Und genau das kann auch der Spieleindustrie passieren. Gesetzt den Fall, dass wir tatsächlich Spielestreaming via Flatrate bekommen, müssen die Einnahmen irgendwie verteilt werden. Und das naheliegendste Modell ist dabei, die Entwickler/Publisher pro gespielter Spielstunde zu entlohnen. Und wer profitiert davon am meisten? Vor allem die Entwickler, die Spiele auf den Markt werfen können, die durch enormen Grind, prozedural generierte Inhalte oder einfach zu produzierenden Füllstoff ihre Spielzeit immer weiter strecken können. Die Studios hingegen, die vor allem narrative und stark künstlerisch geprägte Spiele mit weniger, aber dafür viel durchdesignterem Content produzieren, sind damit praktisch auf der Verliererstraße.

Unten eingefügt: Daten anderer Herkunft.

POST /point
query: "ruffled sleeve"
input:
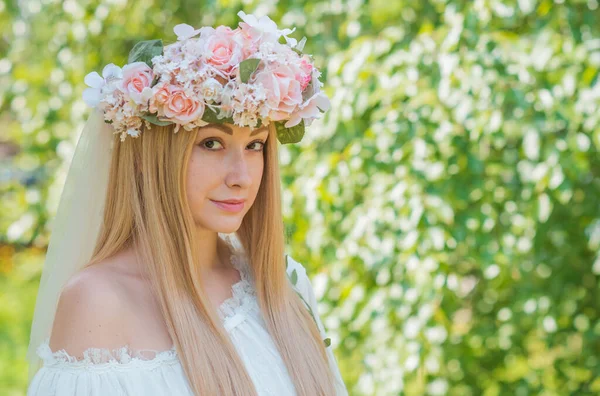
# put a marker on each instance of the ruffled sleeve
(304, 286)
(100, 372)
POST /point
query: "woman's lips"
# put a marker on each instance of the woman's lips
(229, 207)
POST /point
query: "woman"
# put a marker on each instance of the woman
(166, 272)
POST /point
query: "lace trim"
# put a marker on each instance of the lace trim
(243, 293)
(105, 358)
(243, 300)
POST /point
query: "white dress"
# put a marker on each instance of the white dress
(124, 372)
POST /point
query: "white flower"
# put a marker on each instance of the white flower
(100, 86)
(267, 27)
(185, 31)
(210, 89)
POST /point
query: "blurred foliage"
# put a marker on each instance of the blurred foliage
(448, 207)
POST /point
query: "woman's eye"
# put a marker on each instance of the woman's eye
(213, 145)
(210, 143)
(260, 147)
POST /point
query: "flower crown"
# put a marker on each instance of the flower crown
(241, 76)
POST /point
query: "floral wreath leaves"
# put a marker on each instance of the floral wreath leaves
(294, 279)
(144, 51)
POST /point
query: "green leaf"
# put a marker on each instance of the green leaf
(153, 119)
(248, 67)
(144, 51)
(289, 135)
(211, 116)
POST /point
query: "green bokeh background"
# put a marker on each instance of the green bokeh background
(447, 208)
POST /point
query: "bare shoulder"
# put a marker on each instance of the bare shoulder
(90, 312)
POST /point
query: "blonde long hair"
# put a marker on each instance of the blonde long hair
(146, 204)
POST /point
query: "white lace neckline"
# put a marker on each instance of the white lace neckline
(243, 298)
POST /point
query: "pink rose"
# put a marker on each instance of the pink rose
(160, 96)
(306, 74)
(284, 91)
(180, 108)
(224, 49)
(137, 77)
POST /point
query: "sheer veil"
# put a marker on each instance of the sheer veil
(75, 227)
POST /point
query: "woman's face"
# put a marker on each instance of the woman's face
(226, 165)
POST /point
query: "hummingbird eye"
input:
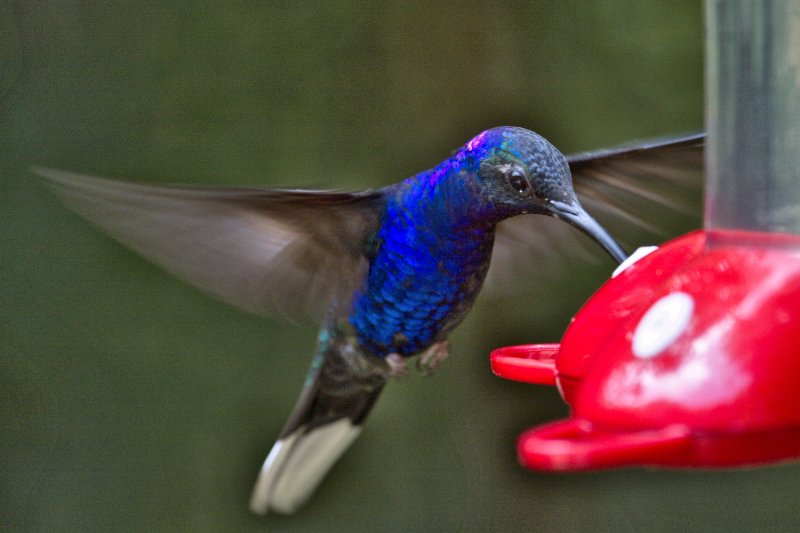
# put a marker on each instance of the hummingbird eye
(517, 180)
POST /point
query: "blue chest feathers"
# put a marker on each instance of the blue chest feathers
(427, 265)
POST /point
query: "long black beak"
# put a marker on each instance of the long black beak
(575, 215)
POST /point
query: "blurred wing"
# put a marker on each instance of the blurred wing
(262, 250)
(642, 194)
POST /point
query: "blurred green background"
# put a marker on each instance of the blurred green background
(129, 401)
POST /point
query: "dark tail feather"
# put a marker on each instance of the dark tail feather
(339, 393)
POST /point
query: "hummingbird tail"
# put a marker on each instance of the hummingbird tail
(339, 393)
(297, 464)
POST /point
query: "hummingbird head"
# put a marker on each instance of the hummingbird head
(520, 172)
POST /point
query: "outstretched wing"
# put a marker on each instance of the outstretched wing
(641, 193)
(262, 250)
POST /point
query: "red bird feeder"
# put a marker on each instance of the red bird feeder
(685, 358)
(688, 356)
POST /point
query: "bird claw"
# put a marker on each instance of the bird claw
(430, 360)
(397, 365)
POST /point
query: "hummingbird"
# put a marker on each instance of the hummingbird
(388, 273)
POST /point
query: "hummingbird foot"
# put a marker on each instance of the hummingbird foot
(397, 365)
(430, 360)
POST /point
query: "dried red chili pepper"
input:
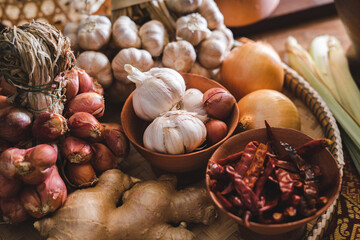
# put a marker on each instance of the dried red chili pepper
(286, 183)
(242, 166)
(230, 158)
(310, 147)
(269, 168)
(257, 165)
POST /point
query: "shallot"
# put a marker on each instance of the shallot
(76, 150)
(89, 102)
(49, 126)
(85, 125)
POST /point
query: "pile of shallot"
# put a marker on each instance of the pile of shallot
(33, 148)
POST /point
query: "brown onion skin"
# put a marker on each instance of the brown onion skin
(9, 160)
(103, 158)
(215, 131)
(89, 102)
(80, 175)
(15, 124)
(76, 150)
(12, 210)
(85, 125)
(71, 79)
(85, 81)
(37, 164)
(9, 187)
(49, 126)
(218, 103)
(116, 139)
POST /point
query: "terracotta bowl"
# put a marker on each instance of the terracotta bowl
(134, 128)
(329, 185)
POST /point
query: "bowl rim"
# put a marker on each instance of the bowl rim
(231, 129)
(239, 220)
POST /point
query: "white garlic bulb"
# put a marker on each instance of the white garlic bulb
(138, 58)
(70, 31)
(193, 102)
(94, 32)
(125, 33)
(153, 37)
(192, 28)
(179, 56)
(198, 69)
(97, 65)
(175, 132)
(183, 6)
(210, 11)
(157, 90)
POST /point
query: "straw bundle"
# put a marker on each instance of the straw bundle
(32, 56)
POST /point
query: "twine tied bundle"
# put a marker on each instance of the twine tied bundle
(31, 56)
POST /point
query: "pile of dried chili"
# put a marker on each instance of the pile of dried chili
(260, 185)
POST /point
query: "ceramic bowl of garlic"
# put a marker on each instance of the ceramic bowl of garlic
(166, 141)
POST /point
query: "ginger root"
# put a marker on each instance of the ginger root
(149, 210)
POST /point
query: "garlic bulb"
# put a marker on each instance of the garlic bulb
(125, 33)
(192, 28)
(138, 58)
(153, 37)
(94, 32)
(198, 69)
(70, 31)
(157, 90)
(97, 65)
(175, 132)
(183, 6)
(179, 56)
(213, 50)
(193, 102)
(210, 11)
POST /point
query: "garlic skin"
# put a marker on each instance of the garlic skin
(192, 28)
(125, 33)
(183, 6)
(210, 11)
(157, 90)
(193, 102)
(94, 32)
(70, 30)
(179, 56)
(97, 65)
(138, 58)
(153, 37)
(175, 132)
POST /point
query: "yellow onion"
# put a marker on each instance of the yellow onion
(252, 66)
(270, 105)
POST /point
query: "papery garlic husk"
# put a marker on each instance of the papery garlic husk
(153, 37)
(183, 6)
(179, 56)
(138, 58)
(157, 90)
(125, 33)
(193, 102)
(175, 132)
(210, 11)
(192, 28)
(94, 32)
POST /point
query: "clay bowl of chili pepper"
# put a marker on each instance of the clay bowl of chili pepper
(134, 128)
(258, 211)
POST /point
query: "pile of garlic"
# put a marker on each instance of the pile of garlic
(200, 44)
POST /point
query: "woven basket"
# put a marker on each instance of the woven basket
(55, 12)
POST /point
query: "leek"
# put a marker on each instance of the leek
(301, 61)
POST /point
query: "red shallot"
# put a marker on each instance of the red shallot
(49, 126)
(85, 125)
(76, 150)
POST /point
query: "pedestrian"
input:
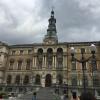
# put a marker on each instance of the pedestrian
(34, 96)
(74, 96)
(87, 96)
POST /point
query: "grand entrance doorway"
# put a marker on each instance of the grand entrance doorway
(48, 80)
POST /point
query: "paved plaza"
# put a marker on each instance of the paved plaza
(42, 94)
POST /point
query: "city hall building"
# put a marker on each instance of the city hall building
(23, 66)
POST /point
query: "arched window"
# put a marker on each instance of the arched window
(74, 80)
(59, 58)
(17, 79)
(37, 79)
(11, 64)
(73, 65)
(49, 57)
(9, 79)
(96, 81)
(86, 80)
(60, 79)
(28, 64)
(40, 57)
(19, 64)
(26, 80)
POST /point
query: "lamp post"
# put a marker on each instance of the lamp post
(83, 60)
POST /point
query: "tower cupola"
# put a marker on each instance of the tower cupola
(51, 36)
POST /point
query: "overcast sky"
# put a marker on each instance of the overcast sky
(26, 21)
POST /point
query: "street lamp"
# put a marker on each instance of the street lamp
(83, 60)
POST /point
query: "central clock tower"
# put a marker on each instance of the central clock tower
(51, 36)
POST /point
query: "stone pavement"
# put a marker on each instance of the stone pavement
(42, 94)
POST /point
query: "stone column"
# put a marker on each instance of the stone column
(55, 61)
(43, 62)
(33, 61)
(63, 61)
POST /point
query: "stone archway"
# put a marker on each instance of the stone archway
(37, 79)
(48, 80)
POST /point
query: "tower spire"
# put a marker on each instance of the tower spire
(51, 36)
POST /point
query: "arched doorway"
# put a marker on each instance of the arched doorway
(60, 79)
(48, 80)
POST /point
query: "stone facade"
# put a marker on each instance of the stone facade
(47, 63)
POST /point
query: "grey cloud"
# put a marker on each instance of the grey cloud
(73, 22)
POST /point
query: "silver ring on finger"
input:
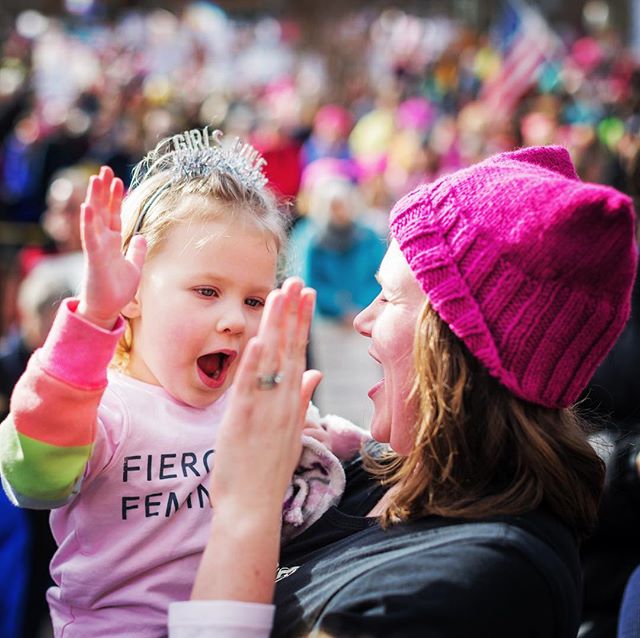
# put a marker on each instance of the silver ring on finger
(269, 381)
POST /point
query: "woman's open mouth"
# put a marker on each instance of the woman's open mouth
(213, 367)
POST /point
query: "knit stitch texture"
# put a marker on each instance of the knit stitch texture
(531, 267)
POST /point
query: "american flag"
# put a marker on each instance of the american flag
(526, 42)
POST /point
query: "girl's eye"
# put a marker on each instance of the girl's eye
(206, 292)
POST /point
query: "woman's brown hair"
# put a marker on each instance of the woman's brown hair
(480, 450)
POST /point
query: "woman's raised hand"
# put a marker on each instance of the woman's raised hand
(257, 450)
(111, 279)
(259, 442)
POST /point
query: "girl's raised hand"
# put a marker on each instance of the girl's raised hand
(111, 279)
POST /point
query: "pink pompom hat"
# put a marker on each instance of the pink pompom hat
(531, 267)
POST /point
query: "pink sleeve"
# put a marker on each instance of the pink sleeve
(47, 439)
(220, 618)
(56, 400)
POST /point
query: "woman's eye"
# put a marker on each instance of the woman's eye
(206, 292)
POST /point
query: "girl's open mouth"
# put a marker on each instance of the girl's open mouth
(213, 367)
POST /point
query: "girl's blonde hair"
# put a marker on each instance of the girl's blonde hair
(158, 192)
(481, 451)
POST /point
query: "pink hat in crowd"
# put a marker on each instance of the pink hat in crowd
(531, 267)
(334, 117)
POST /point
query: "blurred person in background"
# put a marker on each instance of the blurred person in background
(338, 255)
(16, 560)
(39, 296)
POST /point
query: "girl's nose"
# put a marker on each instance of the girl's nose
(232, 320)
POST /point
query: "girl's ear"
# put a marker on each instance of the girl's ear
(132, 310)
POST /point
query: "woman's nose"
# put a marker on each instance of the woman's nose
(363, 321)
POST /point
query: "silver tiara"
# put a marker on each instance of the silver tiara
(199, 153)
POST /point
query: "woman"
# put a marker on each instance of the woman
(503, 288)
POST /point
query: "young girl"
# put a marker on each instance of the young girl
(123, 454)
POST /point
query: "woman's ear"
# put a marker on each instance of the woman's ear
(132, 310)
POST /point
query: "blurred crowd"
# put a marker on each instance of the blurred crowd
(348, 120)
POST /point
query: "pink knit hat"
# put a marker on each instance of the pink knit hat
(531, 267)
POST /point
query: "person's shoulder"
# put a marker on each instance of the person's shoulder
(497, 577)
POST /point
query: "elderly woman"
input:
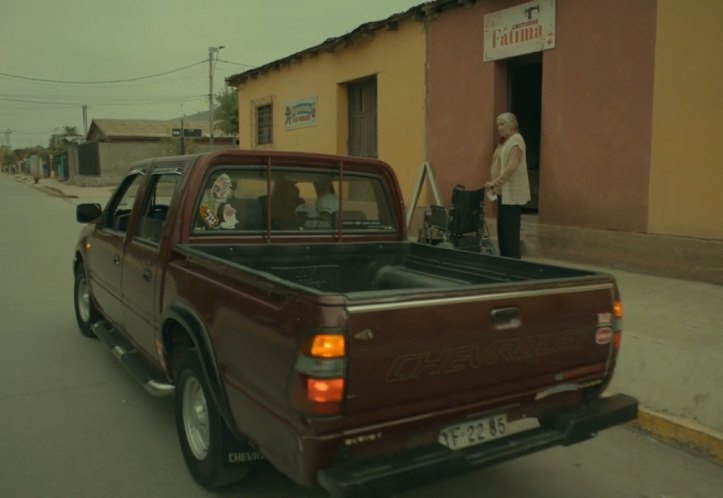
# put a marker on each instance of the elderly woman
(509, 182)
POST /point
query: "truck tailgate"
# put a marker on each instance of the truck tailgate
(501, 343)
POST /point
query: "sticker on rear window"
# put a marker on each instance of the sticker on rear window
(604, 335)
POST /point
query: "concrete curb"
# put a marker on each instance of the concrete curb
(681, 432)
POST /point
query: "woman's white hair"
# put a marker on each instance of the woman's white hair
(510, 118)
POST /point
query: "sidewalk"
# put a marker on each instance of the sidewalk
(671, 358)
(672, 349)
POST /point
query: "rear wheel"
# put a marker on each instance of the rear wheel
(85, 311)
(488, 247)
(212, 453)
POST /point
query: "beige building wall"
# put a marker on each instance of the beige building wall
(396, 57)
(686, 172)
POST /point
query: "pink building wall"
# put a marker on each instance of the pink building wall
(597, 95)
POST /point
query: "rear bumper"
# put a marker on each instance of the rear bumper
(413, 468)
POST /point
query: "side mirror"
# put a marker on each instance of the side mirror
(85, 213)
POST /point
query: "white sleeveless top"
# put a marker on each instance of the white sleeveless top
(516, 190)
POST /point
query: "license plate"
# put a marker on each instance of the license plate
(473, 432)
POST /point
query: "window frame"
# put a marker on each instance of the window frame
(262, 130)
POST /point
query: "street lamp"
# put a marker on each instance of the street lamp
(211, 51)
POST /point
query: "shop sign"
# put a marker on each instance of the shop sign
(300, 113)
(522, 29)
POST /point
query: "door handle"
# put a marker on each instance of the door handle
(506, 318)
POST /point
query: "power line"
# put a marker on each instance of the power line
(235, 63)
(27, 78)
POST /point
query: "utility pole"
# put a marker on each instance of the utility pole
(85, 122)
(211, 51)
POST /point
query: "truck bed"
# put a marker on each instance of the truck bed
(360, 270)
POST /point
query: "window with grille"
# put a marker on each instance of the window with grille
(264, 124)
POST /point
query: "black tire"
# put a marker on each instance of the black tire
(85, 311)
(488, 247)
(208, 446)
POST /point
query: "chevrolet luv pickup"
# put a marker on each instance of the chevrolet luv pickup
(277, 297)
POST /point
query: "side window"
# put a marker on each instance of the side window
(263, 122)
(122, 203)
(233, 199)
(155, 207)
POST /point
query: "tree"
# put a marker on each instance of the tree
(226, 114)
(59, 141)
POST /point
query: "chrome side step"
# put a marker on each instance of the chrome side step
(132, 359)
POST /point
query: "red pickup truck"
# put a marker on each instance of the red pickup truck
(277, 295)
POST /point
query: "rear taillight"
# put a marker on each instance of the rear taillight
(319, 376)
(617, 322)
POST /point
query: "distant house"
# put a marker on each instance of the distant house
(112, 145)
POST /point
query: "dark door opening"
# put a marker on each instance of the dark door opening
(363, 118)
(524, 79)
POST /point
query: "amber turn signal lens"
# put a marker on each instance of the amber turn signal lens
(324, 390)
(327, 346)
(616, 340)
(618, 309)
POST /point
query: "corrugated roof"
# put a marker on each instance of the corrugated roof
(419, 12)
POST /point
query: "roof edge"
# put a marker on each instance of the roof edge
(418, 13)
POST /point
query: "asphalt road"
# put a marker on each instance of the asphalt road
(74, 424)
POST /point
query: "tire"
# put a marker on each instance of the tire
(85, 311)
(209, 448)
(488, 247)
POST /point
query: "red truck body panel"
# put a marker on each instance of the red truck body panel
(416, 360)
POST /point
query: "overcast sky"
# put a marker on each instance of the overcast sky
(94, 41)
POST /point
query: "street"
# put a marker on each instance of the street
(74, 424)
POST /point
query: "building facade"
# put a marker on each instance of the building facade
(617, 104)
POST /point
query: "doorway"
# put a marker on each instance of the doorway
(362, 97)
(524, 92)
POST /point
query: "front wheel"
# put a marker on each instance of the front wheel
(85, 311)
(212, 454)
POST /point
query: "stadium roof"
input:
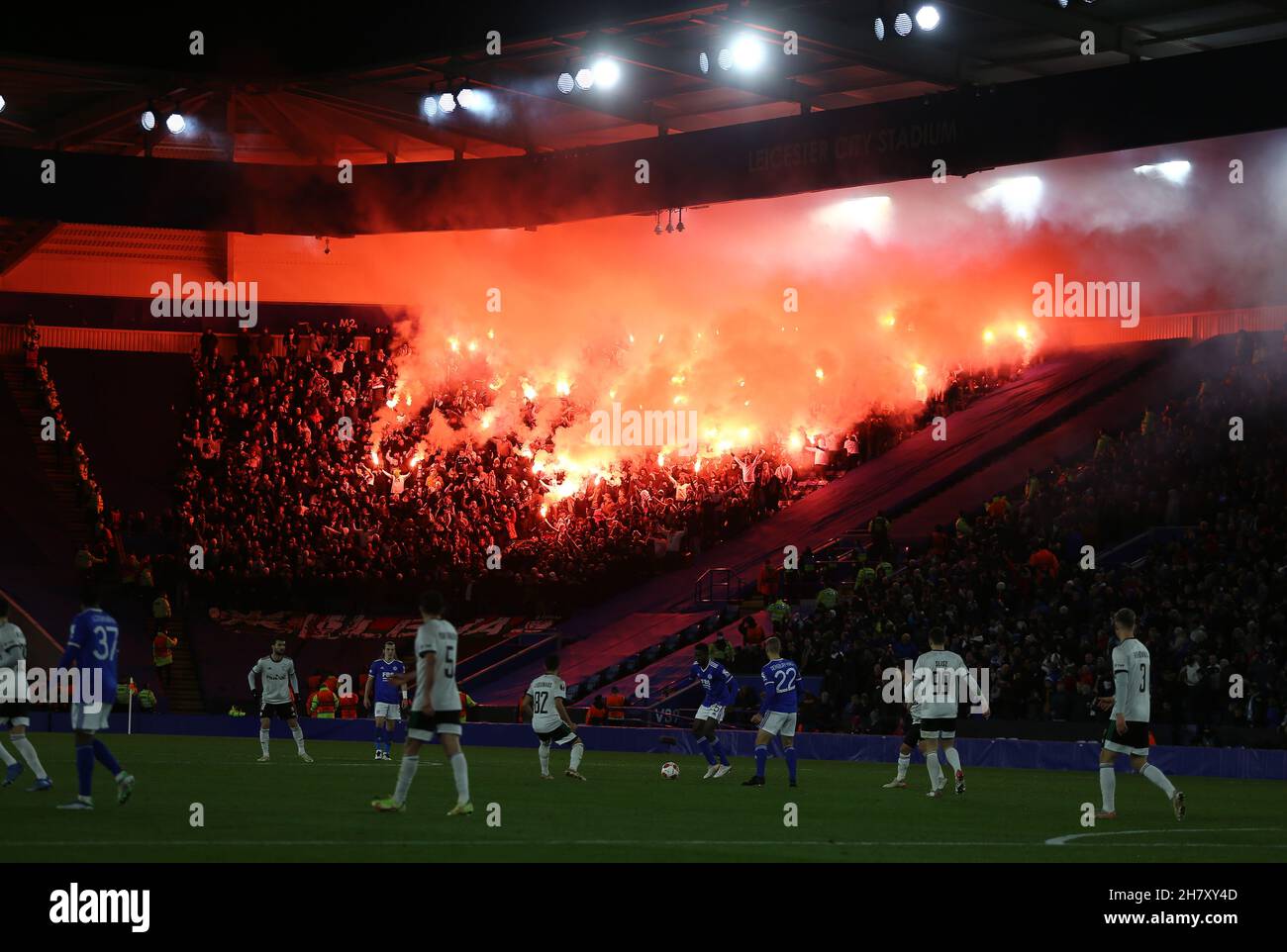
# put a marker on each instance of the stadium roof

Und dann haben wir am Ende das gleiche Problem wie in der Musikindustrie. Indiestudios werden es immer schwerer haben, was auch zu einem Nachwuchsproblem werden kann, aber zumindest dazu führen wird, dass es immer weniger Nischenspiele gibt, die überleben können und deren Ideen die großen Studios adaptieren können. Und das birgt die enorme Gefahr, dass wir immer mehr gleichförmige Spiele bekommen, die in ihrer Kreativität beschränkt sind, weil man nur noch Geld mit Spielen verdienen kann, die möglichst lange vom Kunden genutzt werden und für die man auf dem möglichst günstigsten Weg Unmengen an Inhalten produzieren kann.
Gut, klar, wenn man jetzt sagt, dass einen das alles interessiert oder berührt, weil man sowie nur grindige MMOs/MMO-Lights andere und Multiplayer-Spiele spielt und nur Musik von Leuten hört, die entweder schon tot oder zumindest nicht mehr aktiv sind, dann können einem der ganze Hintergrund und die daraus entstehenden Konsequezen natürlich ziemlich egal sein, weil sich für einen selbst vermutlich eher wenig ändern wird.
Aber wenn man daran interessiert ist, dass sich Musik und Spiele in irgendeiner Form weiterentwickeln, sollte man sich schon genau überlegen, was für einen Deal man hier unterschreibt. Das gilt letztlich auch für Filme und Serien, aber das Thema interessiert mich nicht so sehr, weshalb ich das mal ausgespart habe.